Dinnerware and flatware

Special mentions

  • Vitamix: Barnard family since 1921, Ohio-made, repairable. The appliance that gets willed to people.

  • All American 1930: The pressure canner, cast since 1930 by a family foundry in Manitowoc, Wisconsin, the same town Newell abandoned and got sued by. The town that lost Mirro still makes the best canner on earth. Some receipts write themselves.

Every brand named in this essay, and 89 in total from this research, now has an entry in the kitchen section of The Brand Ledger: who owns it, where it's made, the verdict, and what would change my mind. When an owner changes or a verdict moves, subscribers hear first.
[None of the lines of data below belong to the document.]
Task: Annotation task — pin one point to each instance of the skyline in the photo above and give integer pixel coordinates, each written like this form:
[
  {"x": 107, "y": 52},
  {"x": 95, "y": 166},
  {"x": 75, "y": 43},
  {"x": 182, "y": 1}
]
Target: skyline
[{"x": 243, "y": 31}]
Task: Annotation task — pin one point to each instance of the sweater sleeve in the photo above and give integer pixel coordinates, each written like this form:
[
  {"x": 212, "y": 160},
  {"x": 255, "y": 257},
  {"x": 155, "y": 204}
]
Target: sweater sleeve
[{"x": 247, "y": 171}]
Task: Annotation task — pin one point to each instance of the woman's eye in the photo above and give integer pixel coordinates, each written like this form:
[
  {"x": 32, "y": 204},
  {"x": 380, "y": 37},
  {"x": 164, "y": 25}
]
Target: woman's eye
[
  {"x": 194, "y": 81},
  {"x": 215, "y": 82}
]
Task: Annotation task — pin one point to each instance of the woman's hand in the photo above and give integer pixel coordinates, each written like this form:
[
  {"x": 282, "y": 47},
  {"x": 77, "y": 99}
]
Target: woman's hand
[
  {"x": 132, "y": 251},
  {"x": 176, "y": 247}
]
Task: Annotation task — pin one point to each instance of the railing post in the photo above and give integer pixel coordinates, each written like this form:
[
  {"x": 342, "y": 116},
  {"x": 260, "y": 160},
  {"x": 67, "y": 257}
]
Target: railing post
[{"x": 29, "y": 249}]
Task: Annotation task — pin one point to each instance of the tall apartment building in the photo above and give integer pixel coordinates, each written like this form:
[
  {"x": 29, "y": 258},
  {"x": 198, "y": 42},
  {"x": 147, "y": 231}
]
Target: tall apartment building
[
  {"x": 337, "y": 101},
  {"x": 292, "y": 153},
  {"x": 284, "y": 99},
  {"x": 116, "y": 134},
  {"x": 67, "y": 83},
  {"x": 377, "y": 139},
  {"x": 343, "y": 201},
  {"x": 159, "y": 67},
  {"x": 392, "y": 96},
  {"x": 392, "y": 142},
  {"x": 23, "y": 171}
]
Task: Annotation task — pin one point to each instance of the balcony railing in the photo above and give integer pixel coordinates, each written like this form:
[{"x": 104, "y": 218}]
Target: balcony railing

Everything above reduces to four rules you can run in about two minutes, standing in the aisle:

  • Look up the owner, not the name. The name is the cheapest part of the company to preserve. If the ownership trail ends at a private equity firm or a licensing group, assume the product and the reputation are no longer aligned.

  • Read the warranty before the reviews. Its length is the company's own estimate of how long the product lasts, and its exclusions are a list of the ways they expect it to fail.

  • Buy bare metal where you can. Cast iron, carbon steel, plain stainless. No coating means nothing that dies at cycle 40 and nothing to rebuy in eighteen months.

  • Distrust a name that's on everything. When the same brand appears on your pan, your knives, your toaster, and a box fan, nobody who owns it makes anything.